The energy needed create the many millions of solar panels produced so far has been more than the electricity they have collectively generated – but that is about to change and possibly may have recently already done so.
According to a study out of Stanford, the electricity produced by the world’s installed solar panels may have recently surpassed the energy consumed, much of it fossil fuel sourced, going into the getting the PV industry to the stage it is now.
According to study author Michael Dale (pictured), a postdoctoral fellow at Stanford’s Global Climate & Energy Project (GCEP), the global PV industry is certainly on the brink of paying off its “energy debt”; which will definitely occur sometime between 2015 and 2020.
“Despite its fantastically fast growth rate, PV is producing – or just about to start producing – a net energy benefit to society,” says Dale.
The energy used to produce solar panels is considerable; but as processes have evolved, the amount required has reduced.

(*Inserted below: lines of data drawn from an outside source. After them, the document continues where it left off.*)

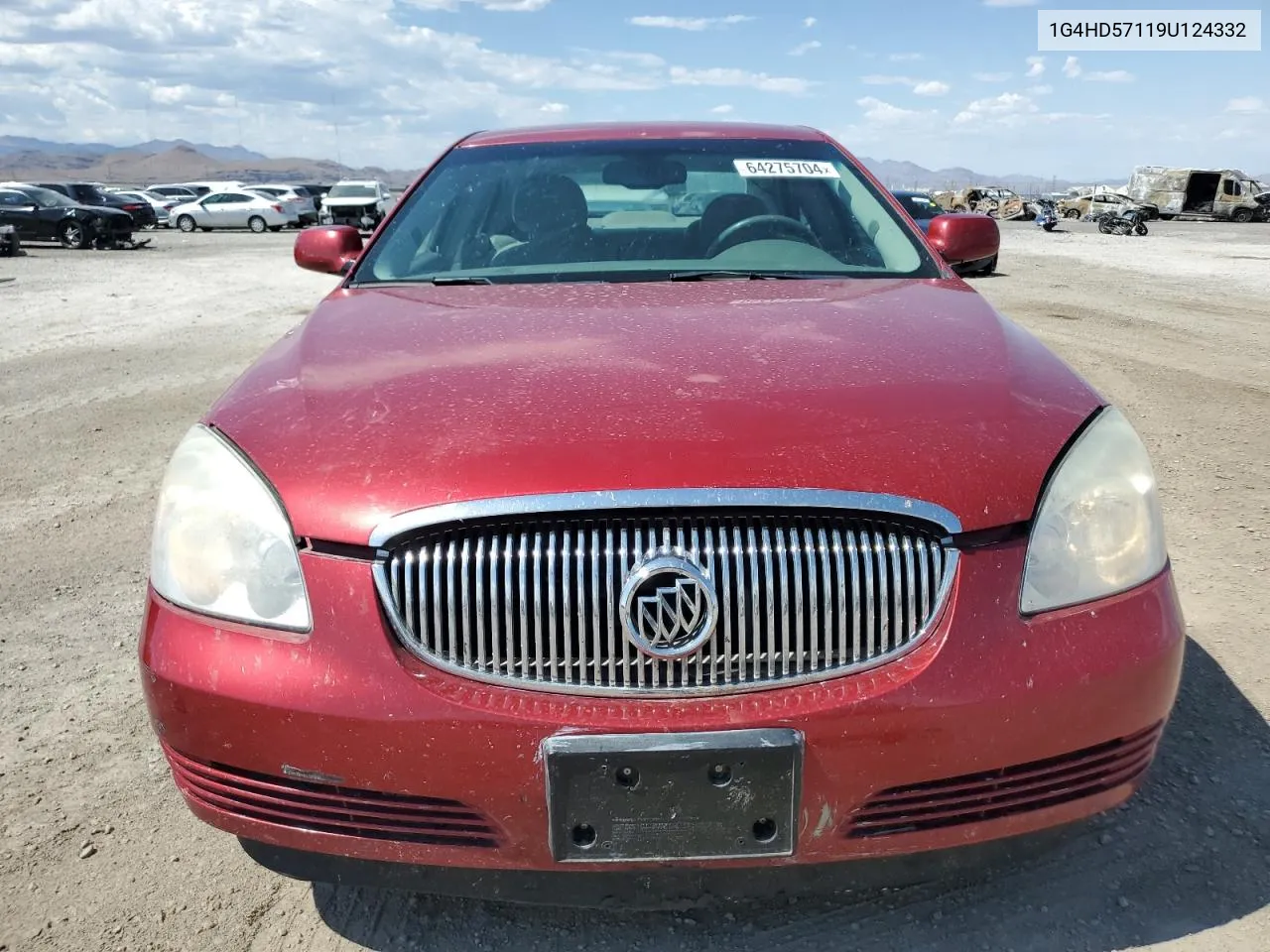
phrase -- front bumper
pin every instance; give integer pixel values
(358, 216)
(345, 746)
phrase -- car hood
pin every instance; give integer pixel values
(399, 398)
(105, 211)
(334, 202)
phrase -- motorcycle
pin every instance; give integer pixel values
(1047, 213)
(1127, 220)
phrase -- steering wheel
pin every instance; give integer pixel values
(757, 226)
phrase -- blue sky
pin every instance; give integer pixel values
(390, 81)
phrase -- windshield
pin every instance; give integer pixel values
(352, 191)
(48, 198)
(644, 209)
(921, 207)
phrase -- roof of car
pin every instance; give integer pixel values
(601, 131)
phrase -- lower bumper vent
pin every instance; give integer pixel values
(1005, 792)
(340, 810)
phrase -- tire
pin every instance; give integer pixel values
(72, 234)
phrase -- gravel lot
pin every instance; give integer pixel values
(107, 357)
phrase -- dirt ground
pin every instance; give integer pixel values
(107, 357)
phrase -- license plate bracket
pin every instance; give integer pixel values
(711, 794)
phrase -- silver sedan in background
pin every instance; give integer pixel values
(231, 209)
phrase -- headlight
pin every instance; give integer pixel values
(222, 546)
(1098, 530)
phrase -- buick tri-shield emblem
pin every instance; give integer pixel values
(668, 607)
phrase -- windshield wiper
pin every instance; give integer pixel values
(458, 280)
(738, 276)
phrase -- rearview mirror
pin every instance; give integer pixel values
(961, 238)
(329, 250)
(645, 175)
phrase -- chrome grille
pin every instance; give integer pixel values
(534, 598)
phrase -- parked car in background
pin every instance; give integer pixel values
(1214, 194)
(293, 197)
(1096, 203)
(178, 191)
(203, 188)
(91, 193)
(44, 214)
(993, 200)
(358, 202)
(231, 209)
(922, 208)
(653, 556)
(317, 190)
(160, 206)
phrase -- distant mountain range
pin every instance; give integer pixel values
(225, 154)
(176, 160)
(901, 176)
(169, 160)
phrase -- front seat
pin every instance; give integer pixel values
(721, 213)
(552, 212)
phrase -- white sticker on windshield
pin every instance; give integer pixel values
(785, 169)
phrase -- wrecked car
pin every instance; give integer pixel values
(1093, 204)
(44, 214)
(1215, 194)
(992, 200)
(642, 557)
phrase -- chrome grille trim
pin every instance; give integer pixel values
(536, 580)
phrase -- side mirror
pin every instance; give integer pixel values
(964, 238)
(329, 249)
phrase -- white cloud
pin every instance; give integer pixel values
(1011, 111)
(922, 87)
(1110, 76)
(887, 114)
(931, 87)
(1246, 104)
(689, 23)
(684, 76)
(291, 75)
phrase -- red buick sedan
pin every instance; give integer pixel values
(653, 508)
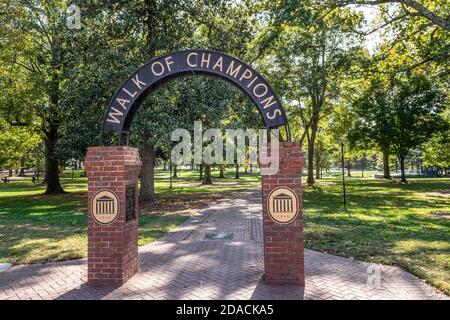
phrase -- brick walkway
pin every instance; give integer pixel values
(197, 261)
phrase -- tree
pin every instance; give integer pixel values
(399, 117)
(417, 115)
(373, 128)
(436, 152)
(313, 52)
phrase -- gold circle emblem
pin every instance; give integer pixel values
(282, 205)
(105, 207)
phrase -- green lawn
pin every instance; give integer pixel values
(37, 228)
(407, 225)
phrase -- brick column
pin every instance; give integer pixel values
(112, 247)
(283, 243)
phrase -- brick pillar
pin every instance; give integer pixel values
(112, 245)
(283, 242)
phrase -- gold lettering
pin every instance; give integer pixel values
(188, 59)
(271, 117)
(246, 75)
(250, 84)
(233, 72)
(113, 115)
(219, 63)
(256, 88)
(268, 102)
(122, 102)
(138, 83)
(169, 61)
(205, 60)
(160, 65)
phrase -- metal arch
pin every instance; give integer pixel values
(132, 93)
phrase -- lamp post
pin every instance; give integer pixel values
(342, 141)
(363, 160)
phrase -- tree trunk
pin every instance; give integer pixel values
(175, 171)
(147, 191)
(222, 171)
(51, 163)
(402, 168)
(386, 171)
(349, 173)
(207, 177)
(317, 167)
(311, 141)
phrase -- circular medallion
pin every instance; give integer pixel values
(282, 205)
(105, 207)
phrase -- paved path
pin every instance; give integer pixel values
(217, 254)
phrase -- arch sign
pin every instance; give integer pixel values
(113, 173)
(133, 92)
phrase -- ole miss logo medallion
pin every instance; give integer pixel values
(105, 207)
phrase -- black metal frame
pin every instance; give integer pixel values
(180, 70)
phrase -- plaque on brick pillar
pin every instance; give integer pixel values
(112, 214)
(282, 218)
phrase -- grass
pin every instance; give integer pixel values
(407, 225)
(36, 228)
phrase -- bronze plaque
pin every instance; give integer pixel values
(105, 207)
(129, 204)
(282, 205)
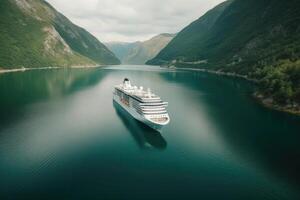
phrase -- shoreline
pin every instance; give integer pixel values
(4, 71)
(267, 102)
(229, 74)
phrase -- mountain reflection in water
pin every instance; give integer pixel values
(144, 136)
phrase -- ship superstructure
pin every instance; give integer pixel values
(144, 106)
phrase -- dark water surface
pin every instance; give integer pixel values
(61, 137)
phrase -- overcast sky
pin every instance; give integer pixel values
(132, 20)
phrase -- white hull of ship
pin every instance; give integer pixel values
(137, 116)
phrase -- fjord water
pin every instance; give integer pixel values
(62, 137)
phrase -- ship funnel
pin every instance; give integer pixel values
(126, 82)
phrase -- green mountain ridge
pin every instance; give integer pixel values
(138, 53)
(34, 34)
(256, 38)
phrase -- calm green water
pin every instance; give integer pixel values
(61, 137)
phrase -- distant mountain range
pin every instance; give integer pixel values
(139, 52)
(34, 34)
(256, 38)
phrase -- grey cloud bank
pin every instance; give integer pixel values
(132, 20)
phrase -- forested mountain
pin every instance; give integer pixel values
(257, 38)
(34, 34)
(139, 52)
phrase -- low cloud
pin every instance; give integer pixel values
(132, 20)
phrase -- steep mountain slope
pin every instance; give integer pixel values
(257, 38)
(139, 52)
(186, 43)
(33, 34)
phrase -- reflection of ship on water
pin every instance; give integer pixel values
(143, 135)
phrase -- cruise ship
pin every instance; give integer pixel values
(143, 105)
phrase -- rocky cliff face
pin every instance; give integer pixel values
(34, 34)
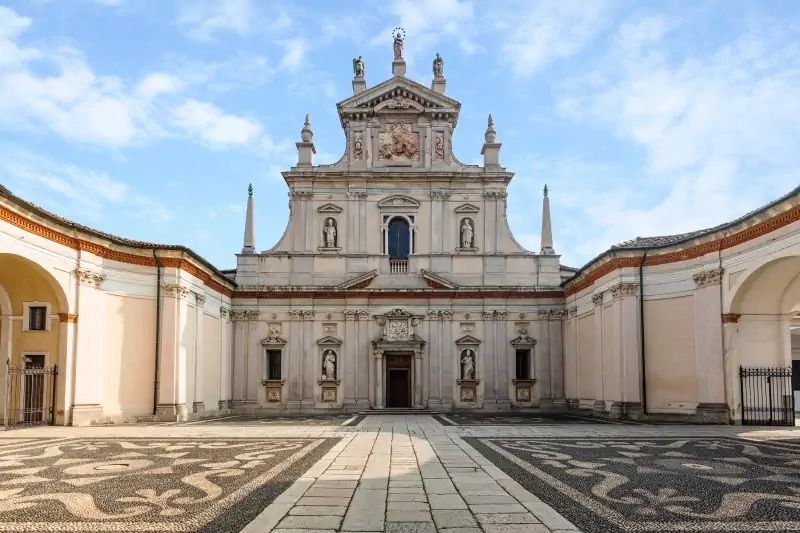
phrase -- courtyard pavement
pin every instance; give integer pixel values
(400, 473)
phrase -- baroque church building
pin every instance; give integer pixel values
(397, 284)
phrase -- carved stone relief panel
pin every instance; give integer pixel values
(398, 143)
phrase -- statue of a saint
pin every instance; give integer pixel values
(438, 66)
(398, 44)
(358, 67)
(329, 366)
(466, 234)
(468, 364)
(330, 233)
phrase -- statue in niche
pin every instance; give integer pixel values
(329, 366)
(438, 66)
(467, 364)
(358, 67)
(399, 33)
(358, 146)
(330, 233)
(467, 234)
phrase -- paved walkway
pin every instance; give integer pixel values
(403, 475)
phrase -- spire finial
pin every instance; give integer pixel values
(306, 134)
(491, 134)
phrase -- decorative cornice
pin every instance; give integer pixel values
(598, 269)
(176, 290)
(89, 278)
(708, 277)
(730, 318)
(105, 252)
(67, 318)
(622, 290)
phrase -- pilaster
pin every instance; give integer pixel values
(708, 349)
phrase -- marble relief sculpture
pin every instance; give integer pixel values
(329, 366)
(330, 233)
(467, 234)
(468, 364)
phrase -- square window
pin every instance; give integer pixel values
(37, 318)
(523, 364)
(273, 364)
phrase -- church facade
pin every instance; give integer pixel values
(397, 284)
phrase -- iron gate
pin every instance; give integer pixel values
(30, 395)
(767, 396)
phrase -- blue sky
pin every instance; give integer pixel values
(148, 118)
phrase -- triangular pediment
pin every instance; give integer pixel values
(398, 200)
(468, 340)
(329, 208)
(329, 340)
(467, 208)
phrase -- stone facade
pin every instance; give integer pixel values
(397, 251)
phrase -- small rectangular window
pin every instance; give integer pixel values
(523, 364)
(37, 318)
(273, 364)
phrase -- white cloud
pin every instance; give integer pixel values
(548, 30)
(201, 19)
(213, 126)
(90, 194)
(296, 50)
(712, 127)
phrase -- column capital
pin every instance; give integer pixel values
(622, 290)
(87, 277)
(708, 277)
(730, 318)
(176, 290)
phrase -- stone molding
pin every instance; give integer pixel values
(244, 315)
(67, 318)
(708, 277)
(730, 318)
(298, 314)
(176, 290)
(622, 290)
(89, 278)
(495, 315)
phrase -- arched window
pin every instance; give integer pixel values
(399, 238)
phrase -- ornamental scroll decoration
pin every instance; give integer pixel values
(623, 289)
(399, 142)
(708, 277)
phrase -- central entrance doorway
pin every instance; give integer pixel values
(398, 380)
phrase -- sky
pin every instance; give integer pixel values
(148, 118)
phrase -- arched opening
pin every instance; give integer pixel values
(399, 239)
(763, 332)
(32, 305)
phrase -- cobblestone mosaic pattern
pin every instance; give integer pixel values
(198, 485)
(285, 420)
(516, 420)
(673, 484)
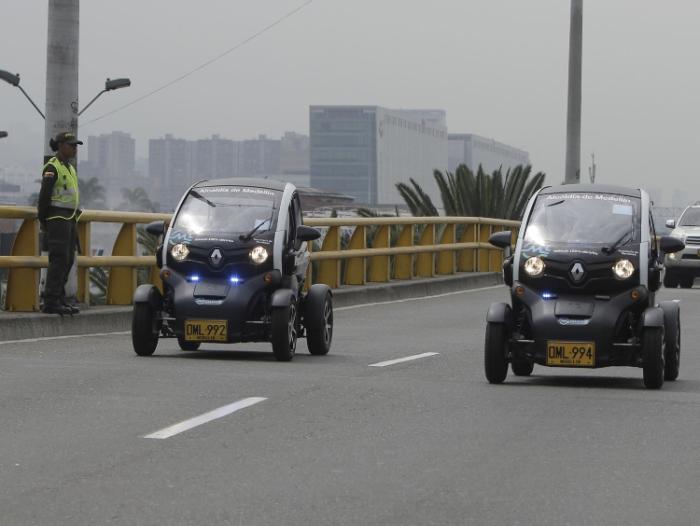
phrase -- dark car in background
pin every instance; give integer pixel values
(583, 280)
(233, 267)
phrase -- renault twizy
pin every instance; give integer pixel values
(233, 265)
(583, 278)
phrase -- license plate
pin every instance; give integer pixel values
(206, 330)
(570, 354)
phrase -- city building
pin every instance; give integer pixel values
(214, 158)
(169, 170)
(364, 151)
(473, 150)
(259, 157)
(111, 159)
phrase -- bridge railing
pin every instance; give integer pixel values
(353, 251)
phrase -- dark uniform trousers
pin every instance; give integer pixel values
(62, 235)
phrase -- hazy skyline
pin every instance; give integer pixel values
(497, 67)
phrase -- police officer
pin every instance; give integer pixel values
(58, 212)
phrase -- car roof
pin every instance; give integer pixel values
(592, 188)
(269, 184)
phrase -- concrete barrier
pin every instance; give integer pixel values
(20, 326)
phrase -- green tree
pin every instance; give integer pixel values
(481, 195)
(136, 200)
(92, 193)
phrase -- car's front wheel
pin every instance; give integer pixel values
(653, 355)
(495, 349)
(318, 319)
(284, 332)
(144, 336)
(672, 339)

For example, REC solar panels have an energy payback time of just 12 months, meaning each module will be a net producer of energy for decades.
Michael Dale says the PV industry operated under an energy deficit from 2000 to recently and had consumed 75 percent more energy than it produced just five years ago.
If the energy intensity involved with producing PV systems continues to decline at current rates, then by 2020 less than 2 percent of global electricity will be needed to sustain growth of the industry; while contributing up to around 10 percent of the world’s electricity needs.
The energy intensity of solar panel production gave rise to a myth that more power went into creating a module than it would ever produce. Like many myths, it had its roots in fact as in many cases the energy consumed would indeed be more than produced – but when viewed in terms of a single year of production.
Given the productive lifespan of a quality solar module is decades; it will repay the energy gone into production many times over.